Drug is not used to children aged up to 3 months and to children with abnormal liver functions and kidneys.
Experience of use for children with a neutropenia or primary or secondary immunodeficience is absent.

Storage conditions:

To store in the place protected from light at a temperature not above 20 °C. Not to freeze.

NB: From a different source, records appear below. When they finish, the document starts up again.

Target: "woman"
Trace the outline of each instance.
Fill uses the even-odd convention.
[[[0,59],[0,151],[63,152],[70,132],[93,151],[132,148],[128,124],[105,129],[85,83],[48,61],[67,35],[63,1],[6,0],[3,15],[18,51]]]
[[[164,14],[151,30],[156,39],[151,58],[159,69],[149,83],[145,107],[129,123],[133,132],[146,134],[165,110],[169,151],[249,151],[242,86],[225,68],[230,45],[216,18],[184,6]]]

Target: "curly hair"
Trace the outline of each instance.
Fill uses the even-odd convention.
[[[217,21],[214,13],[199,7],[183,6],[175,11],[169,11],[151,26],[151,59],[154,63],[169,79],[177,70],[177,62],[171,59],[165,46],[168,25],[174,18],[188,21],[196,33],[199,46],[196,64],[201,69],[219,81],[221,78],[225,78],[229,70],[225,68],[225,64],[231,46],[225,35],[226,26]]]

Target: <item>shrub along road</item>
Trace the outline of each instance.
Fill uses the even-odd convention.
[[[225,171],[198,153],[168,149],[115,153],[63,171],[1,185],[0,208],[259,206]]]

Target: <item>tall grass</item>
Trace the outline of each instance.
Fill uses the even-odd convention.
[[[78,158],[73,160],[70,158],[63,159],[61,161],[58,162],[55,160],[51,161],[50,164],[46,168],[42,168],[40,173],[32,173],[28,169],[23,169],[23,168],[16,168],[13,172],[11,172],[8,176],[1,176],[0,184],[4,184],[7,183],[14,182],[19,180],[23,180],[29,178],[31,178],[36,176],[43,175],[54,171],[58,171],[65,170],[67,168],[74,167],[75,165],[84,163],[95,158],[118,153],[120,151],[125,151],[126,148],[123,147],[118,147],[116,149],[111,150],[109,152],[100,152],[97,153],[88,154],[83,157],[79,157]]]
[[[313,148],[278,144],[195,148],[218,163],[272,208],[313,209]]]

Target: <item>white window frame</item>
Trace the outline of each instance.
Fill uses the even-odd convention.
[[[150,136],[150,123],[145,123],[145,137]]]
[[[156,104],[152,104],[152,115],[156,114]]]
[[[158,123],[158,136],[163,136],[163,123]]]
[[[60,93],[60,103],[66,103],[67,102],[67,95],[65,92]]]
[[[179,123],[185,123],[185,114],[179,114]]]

To store in the place, unavailable to children.
It is recommended to apply freshly cooked solutions of Meropenem for in/in injections and infusions according to the conditions given in the table.
 The Duration (Hours) of Stability solvent at  a temperature up to 25 °C of 4 °C
Solvents (1-20 mg/ml) prepared with:
0,9% of sodium  chloride 8 48
5%  glucose 3 14
5% glucose and 0,225% of sodium  chloride 3 14
5% glucose and 0,9% of sodium  chloride 3 14
5% glucose and 0,15% of potassium  chloride 3 14
2,5% or 10% Mannitolum solution for intravenous infusion  3 14
10%  glucose 2 8
5% glucose and 0,02% of sodium
bicarbonate for intravenous infusions  2 8
In preparation time of solution it is necessary to apply standard aseptic techniques.
Before use to stir up the prepared solution.
All bottles are intended only for single application.

Period of validity - 2 years.

Issue conditions:

According to the recipe

Packaging:

On 0,5 g or 0,1 g in bottles; on 1 bottle in a pack.